Caner joined NYUAD in September 2016 as a Senior Research Fellow in the Humanities Research Fellowship Program.
Luke Yarbrough, since 2013 an Assistant Professor in the History Department at Saint Louis University, earned his PhD in 2012 in the Department of Near Eastern Studies at Princeton University. In the fall of that year he was a fellow at the Herbert D. Katz Center for Advanced Judaic Studies at the University of Pennsylvania.
His research is concerned with the history of the premodern Middle East and North Africa, especially inter-communal relations; law and other prescriptive discourses; Arabic historiography; the oral transmission of knowledge; and comparative history. Recently his edition-translation of a thirteenth-century polemic from Egypt was published in NYU Press's Library of Arabic Literature, as The Sword of Ambition: Bureaucratic Rivalry in Medieval Egypt.
As a Junior Research Fellow at NYUAD in 2016-17, he will complete a book about how premodern Muslim writers responded when Muslim rulers hired non-Muslim state officials. He will also study two unpublished texts from medieval Egypt, by a Muslim and a Jewish author, on law and tax administration, respectively; write articles about such things as the transmission of the infamous "Pact of 'Umar," a pilfered chronicle by Saladin's nephew, and non-Muslims in the literary works of a Cordoban qadi; and lay groundwork for a book on the Ayyubid period in Egypt (ca. 1171-1250).
Anne-Marie McManus is assistant professor of Modern Arabic Literature and Culture at Washington University in St. Louis, where she teaches in the departments of Jewish, Islamic, and Near Eastern Languages and Cultures (JINELC) and Comparative Literature. Her research engages debates in comparative and world literatures, Arabic and Middle Eastern studies, translation theory, and anthropology, with a particular interest in the multilingual and circulational literary ties that have internally traversed North Africa and the Middle East since decolonization.
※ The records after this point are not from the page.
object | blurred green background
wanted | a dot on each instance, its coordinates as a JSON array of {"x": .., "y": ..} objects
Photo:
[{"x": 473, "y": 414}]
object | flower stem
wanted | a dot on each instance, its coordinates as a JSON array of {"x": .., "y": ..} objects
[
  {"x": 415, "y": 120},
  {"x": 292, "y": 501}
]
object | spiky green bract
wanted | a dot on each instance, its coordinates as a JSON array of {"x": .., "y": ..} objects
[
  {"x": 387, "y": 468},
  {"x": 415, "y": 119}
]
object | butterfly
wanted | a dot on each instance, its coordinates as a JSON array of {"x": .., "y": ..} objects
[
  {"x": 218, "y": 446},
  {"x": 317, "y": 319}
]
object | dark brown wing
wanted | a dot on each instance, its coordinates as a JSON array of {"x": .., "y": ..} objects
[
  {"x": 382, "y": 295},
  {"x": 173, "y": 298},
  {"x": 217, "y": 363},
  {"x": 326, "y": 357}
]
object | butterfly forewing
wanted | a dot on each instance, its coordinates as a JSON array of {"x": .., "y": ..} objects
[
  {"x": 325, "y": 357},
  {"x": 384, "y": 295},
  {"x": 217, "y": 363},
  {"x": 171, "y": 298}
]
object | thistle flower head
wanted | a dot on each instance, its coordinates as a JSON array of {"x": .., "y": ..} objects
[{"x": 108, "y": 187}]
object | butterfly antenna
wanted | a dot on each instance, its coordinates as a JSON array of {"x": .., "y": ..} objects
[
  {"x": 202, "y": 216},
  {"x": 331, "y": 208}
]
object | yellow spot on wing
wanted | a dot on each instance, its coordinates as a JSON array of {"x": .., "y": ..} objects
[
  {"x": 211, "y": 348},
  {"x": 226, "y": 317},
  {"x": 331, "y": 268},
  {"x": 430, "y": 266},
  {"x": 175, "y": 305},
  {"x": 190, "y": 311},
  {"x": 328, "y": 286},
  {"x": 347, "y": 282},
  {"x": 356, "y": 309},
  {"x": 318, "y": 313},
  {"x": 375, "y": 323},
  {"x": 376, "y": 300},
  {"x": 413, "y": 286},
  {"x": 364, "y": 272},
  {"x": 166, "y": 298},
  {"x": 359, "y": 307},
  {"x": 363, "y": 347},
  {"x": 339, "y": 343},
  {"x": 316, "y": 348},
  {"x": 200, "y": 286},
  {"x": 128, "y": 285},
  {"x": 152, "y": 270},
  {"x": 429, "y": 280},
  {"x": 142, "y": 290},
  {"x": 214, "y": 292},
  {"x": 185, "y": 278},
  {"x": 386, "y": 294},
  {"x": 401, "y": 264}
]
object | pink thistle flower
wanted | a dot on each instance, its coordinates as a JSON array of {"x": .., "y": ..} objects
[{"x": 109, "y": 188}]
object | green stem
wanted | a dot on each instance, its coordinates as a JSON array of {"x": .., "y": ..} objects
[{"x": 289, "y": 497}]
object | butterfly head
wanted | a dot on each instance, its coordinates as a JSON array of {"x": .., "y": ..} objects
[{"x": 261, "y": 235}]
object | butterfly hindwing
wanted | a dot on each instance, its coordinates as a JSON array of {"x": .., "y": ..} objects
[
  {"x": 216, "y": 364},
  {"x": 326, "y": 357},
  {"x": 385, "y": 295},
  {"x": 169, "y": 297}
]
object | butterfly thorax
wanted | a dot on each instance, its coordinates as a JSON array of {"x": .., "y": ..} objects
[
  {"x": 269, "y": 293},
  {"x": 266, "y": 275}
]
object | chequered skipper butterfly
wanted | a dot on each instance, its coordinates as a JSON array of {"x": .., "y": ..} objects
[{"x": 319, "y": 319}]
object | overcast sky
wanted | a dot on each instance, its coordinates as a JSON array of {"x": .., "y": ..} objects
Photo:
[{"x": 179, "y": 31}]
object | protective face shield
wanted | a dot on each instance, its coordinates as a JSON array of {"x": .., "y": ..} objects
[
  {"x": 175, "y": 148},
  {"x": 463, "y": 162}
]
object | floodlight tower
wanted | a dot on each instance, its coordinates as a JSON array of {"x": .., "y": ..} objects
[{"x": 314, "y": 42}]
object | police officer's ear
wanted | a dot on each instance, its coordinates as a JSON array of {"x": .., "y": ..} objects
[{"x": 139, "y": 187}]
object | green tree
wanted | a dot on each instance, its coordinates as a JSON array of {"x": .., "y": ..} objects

As a Humanities Fellow at NYU Abu Dhabi, she will complete her first book, titled Of Other Languages: Arabic Literature, Decolonization, and Materialities of Language, which is under contract with Northwestern University Press. She will also develop her writings on ruination in contemporary Syrian literature and political thought, which emerged from her work as co-founding director of Washington University in St. Louis' interdisciplinary "Wastelands" seminar. Her work has received support from the Alexander von Humboldt Foundation and the Fulbright, and her recent writings appear in the International Journal of Middle East Studies, Expressions maghrébines, Arab Studies Journal, and Jadaliyya. She received her Ph.D. in Comparative Literature from Yale University in 2013.